Die Situation für Asylsuchende in der Europäischen Union entspricht oft nicht den vereinbarten Mindeststandards. Ein für alle EU-Staaten geltendes Gesetzespaket soll Abhilfe schaffen. Darüber verhandeln die EU-Staaten bereits seit 14 Jahren. Nun steht das "Gemeinsame Europäische Asylsystem" (GEAS) kurz vor seiner Vollendung. Am Mittwoch (26.03.2013) einigten sich EU-Innenkommissarin Cecilia Malmström und die EU-Botschafter auf letzte Details des geplanten Gesetzespaketes.
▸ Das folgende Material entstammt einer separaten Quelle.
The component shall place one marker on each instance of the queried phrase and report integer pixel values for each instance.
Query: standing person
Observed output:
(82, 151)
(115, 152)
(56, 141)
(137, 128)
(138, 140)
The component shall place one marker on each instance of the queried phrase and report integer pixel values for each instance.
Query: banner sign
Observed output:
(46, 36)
Darin geht es zum Beispiel um Länge und Ausgestaltung der Asylverfahren, die finanzielle Unterstützung für Migranten, die Chance auf Anerkennung oder Regelungen zur Abschiebung.
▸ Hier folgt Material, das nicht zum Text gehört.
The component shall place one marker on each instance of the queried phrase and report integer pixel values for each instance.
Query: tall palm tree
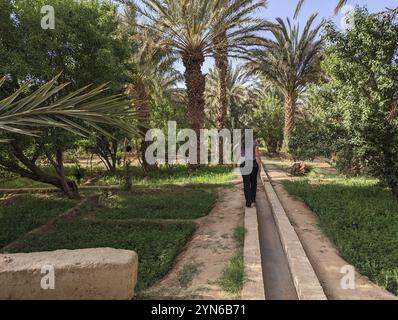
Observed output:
(239, 31)
(152, 68)
(191, 28)
(291, 60)
(340, 5)
(238, 88)
(187, 27)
Ein von Hilfsorganisationen wie Pro Asyl kritisiertes Thema sind die künftigen Inhaftierungsgründe. Asylbewerber können zur Feststellung ihrer Identität, zur Prüfung des Einreiserechts und zur Sicherung von Beweisen über die Fluchtgründe festgesetzt werden. Dies gilt auch für verspätete Asylantragstellung, bei Gefahr der nationalen Sicherheit und eines möglichen Untertauchens. Das Regelwerk muss noch auf Ministerebene und vom Europa-Parlament formell beschlossen werden. Dies wird für Mai oder Juni erwartet.

DW: Herr Kopp, die EU-Innenkommissarin Cecilia Malmström sagte nach Klärung der Gesetzesdetails, Entscheidungen über Asylanträge fielen in Europa künftig fairer, schneller und besser. Würden Sie dem zustimmen?

Karl Kopp: Das ist sehr optimistisch, wenn ich mir die Ergebnisse anschaue, was jetzt im zweiten Harmonisierungsschritt auf dem Weg zu einem gemeinsamen Asylrecht gemacht wurde, muss man sagen, es ist sehr bescheiden und an manchen Stellen haben das EU-Parlament und der Rat sehr dramatische Dinge beschlossen.

Welche sind das?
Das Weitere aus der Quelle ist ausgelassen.